New PET radiotracer offers clearer view of brain inflammation

A newly developed PET radiotracer has shown the ability to produce high-quality images of real-time brain inflammation, according to research presented at the Society of Nuclear Medicine and Molecular Imaging 2025 Annual Meeting. By identifying activated immune cells in the brain, the tracer may pave the way for earlier diagnosis and more personalized treatment of a range of neurological diseases including Alzheimer's, Parkinson's, ALS, and multiple sclerosis.

Neuroinflammation-an immune response triggered by infection, toxin buildup, or injury in the central nervous system-is a key driver in the progression of many neurodegenerative and psychiatric disorders.

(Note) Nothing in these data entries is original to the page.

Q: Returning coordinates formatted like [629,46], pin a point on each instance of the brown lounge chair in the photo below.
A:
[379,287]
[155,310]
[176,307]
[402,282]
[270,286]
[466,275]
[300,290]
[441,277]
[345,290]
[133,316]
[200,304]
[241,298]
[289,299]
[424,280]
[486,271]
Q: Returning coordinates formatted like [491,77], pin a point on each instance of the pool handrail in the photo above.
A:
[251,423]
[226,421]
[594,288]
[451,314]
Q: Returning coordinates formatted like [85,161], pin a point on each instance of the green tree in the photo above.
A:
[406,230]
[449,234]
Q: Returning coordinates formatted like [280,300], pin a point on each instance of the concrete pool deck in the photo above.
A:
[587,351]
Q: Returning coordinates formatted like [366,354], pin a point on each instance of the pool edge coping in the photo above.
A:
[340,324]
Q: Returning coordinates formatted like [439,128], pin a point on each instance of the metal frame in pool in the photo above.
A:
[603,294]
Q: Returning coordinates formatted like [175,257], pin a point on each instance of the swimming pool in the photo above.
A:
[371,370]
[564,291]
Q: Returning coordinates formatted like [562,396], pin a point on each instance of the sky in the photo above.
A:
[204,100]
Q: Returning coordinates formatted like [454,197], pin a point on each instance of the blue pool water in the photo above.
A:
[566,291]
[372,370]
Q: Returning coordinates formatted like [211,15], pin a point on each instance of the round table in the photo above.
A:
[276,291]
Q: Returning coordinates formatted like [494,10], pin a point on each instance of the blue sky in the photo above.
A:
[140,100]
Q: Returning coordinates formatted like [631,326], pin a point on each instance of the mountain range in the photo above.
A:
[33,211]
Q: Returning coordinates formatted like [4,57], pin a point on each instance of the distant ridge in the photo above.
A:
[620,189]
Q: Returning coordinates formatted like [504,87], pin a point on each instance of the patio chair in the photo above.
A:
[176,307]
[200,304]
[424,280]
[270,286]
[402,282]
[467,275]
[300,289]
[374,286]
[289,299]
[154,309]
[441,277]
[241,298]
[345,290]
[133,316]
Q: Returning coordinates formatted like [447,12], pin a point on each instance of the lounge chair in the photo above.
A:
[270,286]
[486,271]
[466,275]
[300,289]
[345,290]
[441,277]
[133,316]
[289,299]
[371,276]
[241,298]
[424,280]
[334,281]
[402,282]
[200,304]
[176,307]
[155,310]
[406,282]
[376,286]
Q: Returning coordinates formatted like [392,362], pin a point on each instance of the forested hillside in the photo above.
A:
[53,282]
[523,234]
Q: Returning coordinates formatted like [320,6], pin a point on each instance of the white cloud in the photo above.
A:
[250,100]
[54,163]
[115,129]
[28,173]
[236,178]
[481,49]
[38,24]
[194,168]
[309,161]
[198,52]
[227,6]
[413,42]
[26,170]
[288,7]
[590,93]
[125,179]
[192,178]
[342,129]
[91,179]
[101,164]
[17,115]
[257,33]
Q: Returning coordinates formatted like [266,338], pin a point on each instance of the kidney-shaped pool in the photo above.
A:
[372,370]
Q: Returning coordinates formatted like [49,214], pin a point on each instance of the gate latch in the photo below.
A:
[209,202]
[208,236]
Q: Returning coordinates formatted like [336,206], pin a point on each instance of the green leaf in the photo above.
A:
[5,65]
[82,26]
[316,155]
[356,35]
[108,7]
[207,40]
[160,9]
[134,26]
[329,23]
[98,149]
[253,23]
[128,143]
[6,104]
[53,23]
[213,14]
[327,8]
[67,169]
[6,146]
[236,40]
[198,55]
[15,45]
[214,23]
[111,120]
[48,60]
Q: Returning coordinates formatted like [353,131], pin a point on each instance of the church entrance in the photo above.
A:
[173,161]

Imaging neuroinflammation plays a critical role in diagnosis, monitoring, and treatment.

Current clinical PET imaging for neuroinflammation primarily uses tracers that target TSPO, a downstream marker that is broadly expressed across multiple cell types. Our study presents ¹⁸F-PDE-1905, a novel PET tracer specifically developed to target phosphodiesterase 4B (PDE4B)-a crucial intracellular enzyme that regulates inflammatory signaling within microglia, the immune cells of the central nervous system."

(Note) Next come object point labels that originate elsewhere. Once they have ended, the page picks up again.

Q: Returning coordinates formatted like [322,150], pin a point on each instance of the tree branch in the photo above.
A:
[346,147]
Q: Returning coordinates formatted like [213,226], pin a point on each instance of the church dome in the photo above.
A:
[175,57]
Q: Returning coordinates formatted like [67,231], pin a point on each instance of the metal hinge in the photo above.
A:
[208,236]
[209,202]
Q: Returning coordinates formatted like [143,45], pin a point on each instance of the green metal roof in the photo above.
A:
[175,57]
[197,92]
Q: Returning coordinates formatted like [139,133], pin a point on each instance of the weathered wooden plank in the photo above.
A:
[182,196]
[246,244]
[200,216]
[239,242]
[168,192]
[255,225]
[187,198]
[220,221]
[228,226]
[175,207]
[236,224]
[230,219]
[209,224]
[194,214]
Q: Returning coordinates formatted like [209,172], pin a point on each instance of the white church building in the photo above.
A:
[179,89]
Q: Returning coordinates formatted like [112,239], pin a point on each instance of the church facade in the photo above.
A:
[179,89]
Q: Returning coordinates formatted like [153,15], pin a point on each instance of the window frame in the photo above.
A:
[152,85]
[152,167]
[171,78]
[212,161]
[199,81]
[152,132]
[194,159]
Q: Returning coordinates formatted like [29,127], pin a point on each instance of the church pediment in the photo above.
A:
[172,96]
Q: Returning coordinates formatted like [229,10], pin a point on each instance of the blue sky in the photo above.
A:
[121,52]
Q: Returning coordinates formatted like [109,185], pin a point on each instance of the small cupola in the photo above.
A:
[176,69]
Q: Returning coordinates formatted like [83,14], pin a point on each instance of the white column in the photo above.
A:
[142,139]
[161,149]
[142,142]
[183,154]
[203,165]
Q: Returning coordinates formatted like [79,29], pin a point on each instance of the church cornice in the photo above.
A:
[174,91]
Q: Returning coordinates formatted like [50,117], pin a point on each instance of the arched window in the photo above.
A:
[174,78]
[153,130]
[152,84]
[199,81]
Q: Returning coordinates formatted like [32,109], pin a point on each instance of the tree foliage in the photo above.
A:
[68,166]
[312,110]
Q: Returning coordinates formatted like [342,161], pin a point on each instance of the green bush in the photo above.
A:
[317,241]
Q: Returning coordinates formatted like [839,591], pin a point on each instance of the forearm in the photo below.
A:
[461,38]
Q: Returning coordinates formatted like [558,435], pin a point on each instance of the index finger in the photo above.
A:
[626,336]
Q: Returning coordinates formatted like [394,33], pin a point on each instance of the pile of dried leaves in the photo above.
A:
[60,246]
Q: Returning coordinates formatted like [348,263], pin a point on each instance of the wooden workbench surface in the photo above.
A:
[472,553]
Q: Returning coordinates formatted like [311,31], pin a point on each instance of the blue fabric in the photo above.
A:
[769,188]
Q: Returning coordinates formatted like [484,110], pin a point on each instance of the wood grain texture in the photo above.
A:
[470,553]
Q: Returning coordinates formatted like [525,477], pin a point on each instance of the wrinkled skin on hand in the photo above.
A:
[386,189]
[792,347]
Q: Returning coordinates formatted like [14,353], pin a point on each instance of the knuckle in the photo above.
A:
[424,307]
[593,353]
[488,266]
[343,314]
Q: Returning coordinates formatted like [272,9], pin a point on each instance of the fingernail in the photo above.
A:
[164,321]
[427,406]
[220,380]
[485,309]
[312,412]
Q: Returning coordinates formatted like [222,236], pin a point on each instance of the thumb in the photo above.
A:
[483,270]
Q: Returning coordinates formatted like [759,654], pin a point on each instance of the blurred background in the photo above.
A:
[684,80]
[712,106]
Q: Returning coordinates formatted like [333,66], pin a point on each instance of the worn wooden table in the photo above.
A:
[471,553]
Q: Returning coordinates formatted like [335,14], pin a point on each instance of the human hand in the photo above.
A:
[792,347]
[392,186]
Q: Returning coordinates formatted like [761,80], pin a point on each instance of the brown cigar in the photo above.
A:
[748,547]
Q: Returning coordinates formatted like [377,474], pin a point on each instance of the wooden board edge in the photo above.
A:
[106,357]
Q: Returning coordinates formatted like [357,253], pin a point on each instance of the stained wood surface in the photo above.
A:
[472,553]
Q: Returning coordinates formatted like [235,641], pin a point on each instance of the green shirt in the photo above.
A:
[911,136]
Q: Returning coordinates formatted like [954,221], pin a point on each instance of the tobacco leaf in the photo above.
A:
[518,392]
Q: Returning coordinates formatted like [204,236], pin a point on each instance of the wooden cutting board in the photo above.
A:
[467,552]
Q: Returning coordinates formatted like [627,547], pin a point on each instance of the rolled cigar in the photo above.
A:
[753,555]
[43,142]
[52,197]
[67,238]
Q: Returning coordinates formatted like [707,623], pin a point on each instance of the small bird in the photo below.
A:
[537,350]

Jiahui Chen, PhD, associate scientist in the Department of Radiology and Imaging Sciences at Emory University School of Medicine in Atlanta, Georgia

Researchers began by analyzing a genomics database to assess PDE4B expression in neuroinflammatory diseases using bioinformatics tools. They then developed a mouse model of neuroinflammation and performed dynamic PET imaging using the ¹⁸F-PDE-1905 alongside the TSPO-specific tracer ¹⁸F-D2-LW223. Follow-up analyses were conducted to evaluate protein expression and confirm its correlation with the PET imaging findings.

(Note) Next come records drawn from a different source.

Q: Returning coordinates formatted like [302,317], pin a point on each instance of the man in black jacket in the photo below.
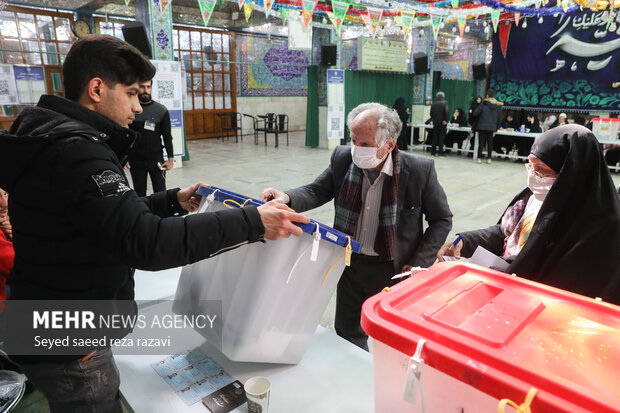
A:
[146,157]
[78,227]
[440,115]
[488,117]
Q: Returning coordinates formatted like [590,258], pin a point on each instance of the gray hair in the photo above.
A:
[388,124]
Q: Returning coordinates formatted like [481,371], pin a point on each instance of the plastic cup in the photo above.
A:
[257,391]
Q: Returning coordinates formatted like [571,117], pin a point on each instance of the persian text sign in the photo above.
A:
[568,61]
[382,55]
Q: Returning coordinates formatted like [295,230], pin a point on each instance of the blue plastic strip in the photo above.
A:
[327,232]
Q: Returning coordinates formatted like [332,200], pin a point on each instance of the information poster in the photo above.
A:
[168,86]
[30,81]
[335,104]
[299,38]
[8,89]
[382,55]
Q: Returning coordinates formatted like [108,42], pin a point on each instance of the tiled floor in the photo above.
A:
[477,193]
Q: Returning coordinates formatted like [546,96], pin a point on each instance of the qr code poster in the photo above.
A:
[335,122]
[167,84]
[8,88]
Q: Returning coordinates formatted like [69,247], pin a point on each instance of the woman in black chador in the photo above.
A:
[564,228]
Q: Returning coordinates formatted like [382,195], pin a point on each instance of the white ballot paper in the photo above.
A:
[484,257]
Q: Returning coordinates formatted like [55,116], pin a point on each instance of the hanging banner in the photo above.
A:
[436,23]
[462,21]
[335,104]
[566,62]
[30,81]
[398,17]
[8,88]
[407,18]
[340,9]
[504,34]
[495,19]
[283,15]
[308,7]
[206,10]
[299,37]
[374,15]
[267,5]
[334,21]
[247,10]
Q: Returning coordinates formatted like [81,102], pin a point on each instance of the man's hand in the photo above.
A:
[271,194]
[189,199]
[408,267]
[168,164]
[450,252]
[6,228]
[278,220]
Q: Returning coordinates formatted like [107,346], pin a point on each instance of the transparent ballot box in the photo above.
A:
[273,293]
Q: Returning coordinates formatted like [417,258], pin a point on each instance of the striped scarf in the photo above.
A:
[348,206]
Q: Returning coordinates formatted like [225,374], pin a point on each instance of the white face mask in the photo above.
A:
[539,186]
[365,157]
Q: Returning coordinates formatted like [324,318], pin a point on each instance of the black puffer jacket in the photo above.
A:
[78,227]
[488,115]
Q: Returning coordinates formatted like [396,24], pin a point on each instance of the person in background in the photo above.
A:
[473,121]
[470,115]
[7,254]
[575,248]
[532,125]
[440,115]
[146,158]
[380,196]
[502,144]
[458,119]
[549,121]
[488,117]
[581,120]
[400,106]
[561,121]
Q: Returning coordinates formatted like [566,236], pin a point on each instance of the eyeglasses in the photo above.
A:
[530,169]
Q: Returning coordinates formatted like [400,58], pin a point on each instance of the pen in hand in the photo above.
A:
[454,244]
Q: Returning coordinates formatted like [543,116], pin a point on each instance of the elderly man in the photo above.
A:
[380,195]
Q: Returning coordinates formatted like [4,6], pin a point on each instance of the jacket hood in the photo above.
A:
[55,117]
[493,101]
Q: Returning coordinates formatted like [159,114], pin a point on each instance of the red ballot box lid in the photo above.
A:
[504,335]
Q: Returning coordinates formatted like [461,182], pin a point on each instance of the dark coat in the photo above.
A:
[78,227]
[419,195]
[488,115]
[575,241]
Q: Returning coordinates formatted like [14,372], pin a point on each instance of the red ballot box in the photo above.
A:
[464,338]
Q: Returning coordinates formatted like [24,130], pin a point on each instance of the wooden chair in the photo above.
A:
[276,124]
[232,121]
[258,125]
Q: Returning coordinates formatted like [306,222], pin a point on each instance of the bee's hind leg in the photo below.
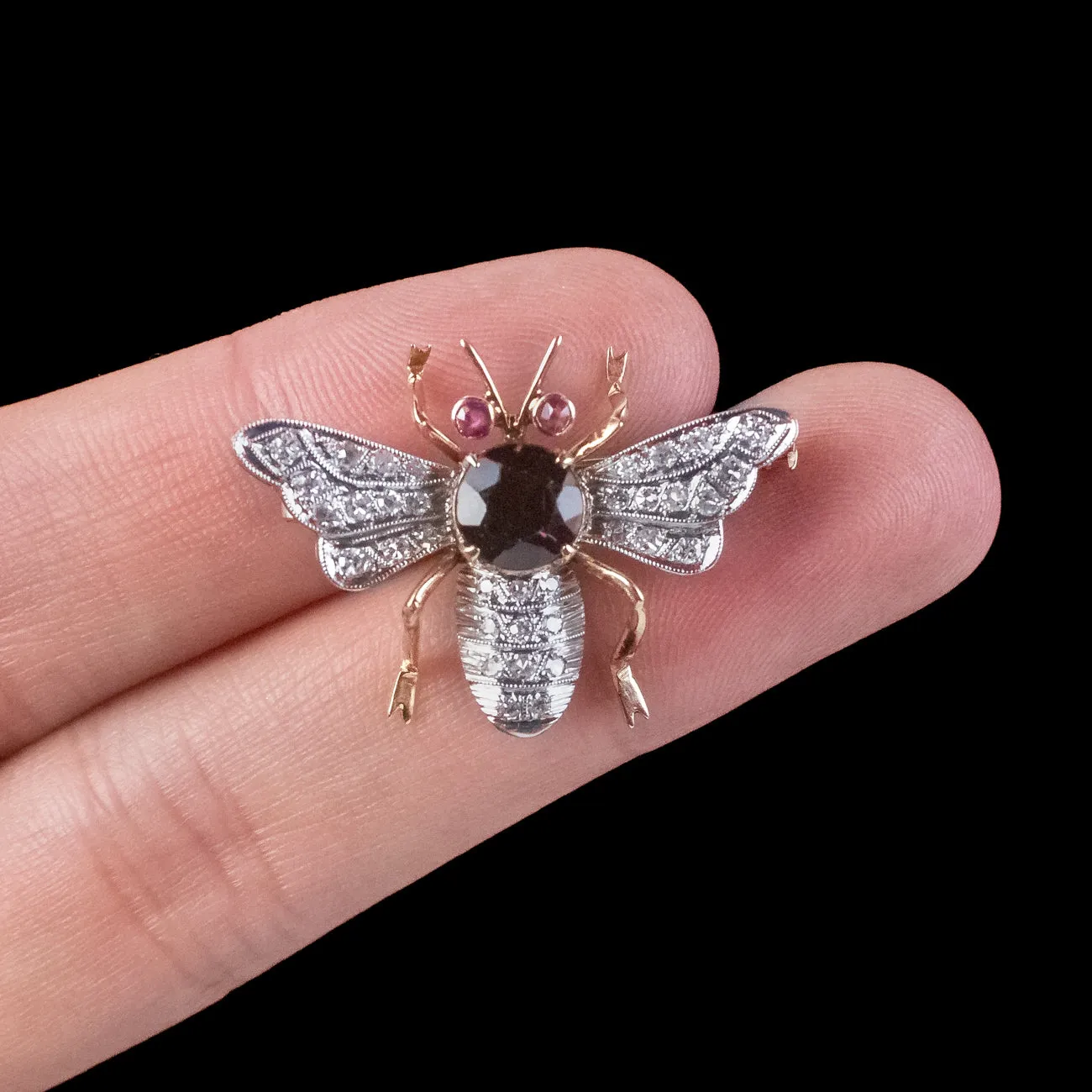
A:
[629,692]
[405,685]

Bioinformatics analysis revealed elevated PDE4B levels in both Parkinson's disease and multiple sclerosis patients, as well as in corresponding mouse models. PET imaging showed significantly higher uptake of ¹⁸F-PDE-1905 in the brains of diseased mice compared to controls, indicating increased tracer activity in neuroinflammatory conditions. When compared to the TSPO-specific tracer ¹⁸F-D2-LW223, ¹⁸F-PDE-1905 demonstrated superior image quality and greater brain distribution, underscoring its promise for imaging neuroinflammation.

"By directly targeting PDE4B, ¹⁸F-PDE-1905 provides a more specific and upstream view of microglial activation-an early and critical factor in the progression of many neurological diseases," said Chen. "For patients, this could mean earlier and more accurate diagnoses, better tracking of treatment effectiveness, and more personalized therapies based on direct measures of neuroinflammation. Ultimately, ¹⁸F-PDE-1905 has the potential to drive a major shift toward precision-guided care in neurodegenerative disorders."